The thing about cereal in the bottles is, a baby lacks the necessary enzymes to digest it properly until anywhere between 7-9 months. It provides nothing beyond simple carbs (where in the world would white rice cereal get complex carbs?) and some iron, which is not a very bioavailable iron anyway, and which interferes with the absorption of iron from breastmilk (of which there is very little, but very bioavailable).
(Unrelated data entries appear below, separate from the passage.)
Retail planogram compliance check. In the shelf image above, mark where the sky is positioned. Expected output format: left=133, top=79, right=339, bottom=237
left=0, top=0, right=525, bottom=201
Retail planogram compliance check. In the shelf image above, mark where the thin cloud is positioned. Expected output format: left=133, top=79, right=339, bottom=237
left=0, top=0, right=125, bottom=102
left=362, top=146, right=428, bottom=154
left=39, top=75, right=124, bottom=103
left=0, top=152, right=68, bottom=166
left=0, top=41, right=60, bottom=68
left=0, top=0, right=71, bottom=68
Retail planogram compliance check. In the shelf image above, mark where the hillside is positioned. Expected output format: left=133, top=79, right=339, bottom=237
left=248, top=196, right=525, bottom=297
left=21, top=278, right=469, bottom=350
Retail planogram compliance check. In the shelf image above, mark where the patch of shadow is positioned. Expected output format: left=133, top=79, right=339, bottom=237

One would think that the OP’s cousin, as a nurse, would know that unusually deep or long sleep is associated with a higher risk of SIDS, and that it is anything but normal for human infants. And this is thought to be one of the reasons why breastfed babies experience a statistically lower rate of SIDS: breastfed babies don’t sleep as long, and they don’t sleep as deeply, and this means they’re more likely to rouse during an episode of apnea. I shudder at the idea of deliberately trying to induce extra-long, extra-deep sleep.
Now, to address the Ezzos and their …ah…philosophy.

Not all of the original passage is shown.